For all analyses, we’ll use the tidyverse and palmerpenguins packages.

library(tidyverse)
library(palmerpenguins) #The data set name is penguins

The dataset we will visualize is called penguins. Let’s glimpse() at it.

glimpse(penguins)
Rows: 344
Columns: 8
$ species           <fct> Adelie, Adelie, Adelie, Adelie, Adelie, Adelie, Adel…
$ island            <fct> Torgersen, Torgersen, Torgersen, Torgersen, Torgerse…
$ bill_length_mm    <dbl> 39.1, 39.5, 40.3, NA, 36.7, 39.3, 38.9, 39.2, 34.1, …
$ bill_depth_mm     <dbl> 18.7, 17.4, 18.0, NA, 19.3, 20.6, 17.8, 19.6, 18.1, …
$ flipper_length_mm <int> 181, 186, 195, NA, 193, 190, 181, 195, 193, 190, 186…
$ body_mass_g       <int> 3750, 3800, 3250, NA, 3450, 3650, 3625, 4675, 3475, …
$ sex               <fct> male, female, female, NA, female, male, female, male…
$ year              <int> 2007, 2007, 2007, 2007, 2007, 2007, 2007, 2007, 2007…

Visualizing penguin weights - Demo

Single variable

Note

Analyzing the a single variable is called univariate analysis.

Create visualizations of the distribution of weights of penguins.

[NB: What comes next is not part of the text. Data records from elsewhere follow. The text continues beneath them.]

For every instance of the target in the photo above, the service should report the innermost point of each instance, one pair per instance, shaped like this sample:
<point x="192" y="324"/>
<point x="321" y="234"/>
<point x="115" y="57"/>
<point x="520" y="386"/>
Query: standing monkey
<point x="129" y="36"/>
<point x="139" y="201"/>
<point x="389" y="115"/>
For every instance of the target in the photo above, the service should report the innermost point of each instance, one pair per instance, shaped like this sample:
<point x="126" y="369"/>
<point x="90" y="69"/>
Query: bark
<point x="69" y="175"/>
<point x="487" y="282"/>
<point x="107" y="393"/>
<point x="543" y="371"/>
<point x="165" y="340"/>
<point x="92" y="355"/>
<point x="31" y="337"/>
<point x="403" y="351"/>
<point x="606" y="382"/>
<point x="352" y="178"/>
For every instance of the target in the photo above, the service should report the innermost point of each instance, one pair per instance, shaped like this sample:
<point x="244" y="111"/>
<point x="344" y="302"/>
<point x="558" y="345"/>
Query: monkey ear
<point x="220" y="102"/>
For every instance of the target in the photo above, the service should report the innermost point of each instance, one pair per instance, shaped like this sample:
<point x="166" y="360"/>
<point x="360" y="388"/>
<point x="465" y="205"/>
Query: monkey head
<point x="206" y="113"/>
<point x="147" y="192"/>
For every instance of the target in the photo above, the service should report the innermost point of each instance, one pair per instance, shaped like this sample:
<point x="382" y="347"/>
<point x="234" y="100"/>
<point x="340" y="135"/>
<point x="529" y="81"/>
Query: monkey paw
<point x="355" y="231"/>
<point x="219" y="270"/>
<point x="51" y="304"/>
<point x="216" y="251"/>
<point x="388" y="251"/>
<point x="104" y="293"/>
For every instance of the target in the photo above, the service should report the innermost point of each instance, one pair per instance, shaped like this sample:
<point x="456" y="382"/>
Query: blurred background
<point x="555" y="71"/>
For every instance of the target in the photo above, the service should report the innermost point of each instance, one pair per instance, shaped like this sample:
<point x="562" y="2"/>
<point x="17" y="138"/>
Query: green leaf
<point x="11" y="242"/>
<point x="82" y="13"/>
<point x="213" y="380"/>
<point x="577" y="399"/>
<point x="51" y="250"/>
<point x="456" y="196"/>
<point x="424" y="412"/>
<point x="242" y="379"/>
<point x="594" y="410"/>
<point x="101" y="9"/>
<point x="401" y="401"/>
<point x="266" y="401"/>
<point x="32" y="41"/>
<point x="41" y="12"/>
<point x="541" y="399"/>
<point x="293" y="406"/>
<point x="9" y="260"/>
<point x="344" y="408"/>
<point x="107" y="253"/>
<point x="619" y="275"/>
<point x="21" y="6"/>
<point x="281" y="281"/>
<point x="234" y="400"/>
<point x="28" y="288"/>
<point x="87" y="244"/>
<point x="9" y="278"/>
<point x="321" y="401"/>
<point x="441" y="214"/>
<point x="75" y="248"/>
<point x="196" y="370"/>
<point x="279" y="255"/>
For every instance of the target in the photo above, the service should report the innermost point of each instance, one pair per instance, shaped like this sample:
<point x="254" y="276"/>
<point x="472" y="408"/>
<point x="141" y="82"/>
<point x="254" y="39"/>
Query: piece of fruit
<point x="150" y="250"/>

  1. Make a histogram. Set an appropriate binwidth.
ggplot(penguins, 
       aes(x = body_mass_g)) +
       geom_histogram(binwidth = 500)

  1. Make a boxplot.
ggplot(penguins, 
       aes(x = body_mass_g)) + 
  geom_boxplot()

  1. Based on these, determine if each of the following statements about the shape of the distribution is true or false.
    • The distribution of penguin weights in this sample is left skewed.
    • The distribution of penguin weights in this sample is unimodal (roughly symmetric).

Two variables

Note

Analyzing the relationship between two variables is called bivariate analysis.

Create visualizations of the distribution of weights of penguins by species. Note: aesthetic is a visual property of one of the objects in your plot. Aesthetic options are:

  • shape
  • color
  • size
  • fill
  1. Make a single histogram. Set an appropriate binwidth.
ggplot(penguins, 
       aes(x = body_mass_g, fill = species )) +
       geom_histogram(binwidth = 250, alpha = .5)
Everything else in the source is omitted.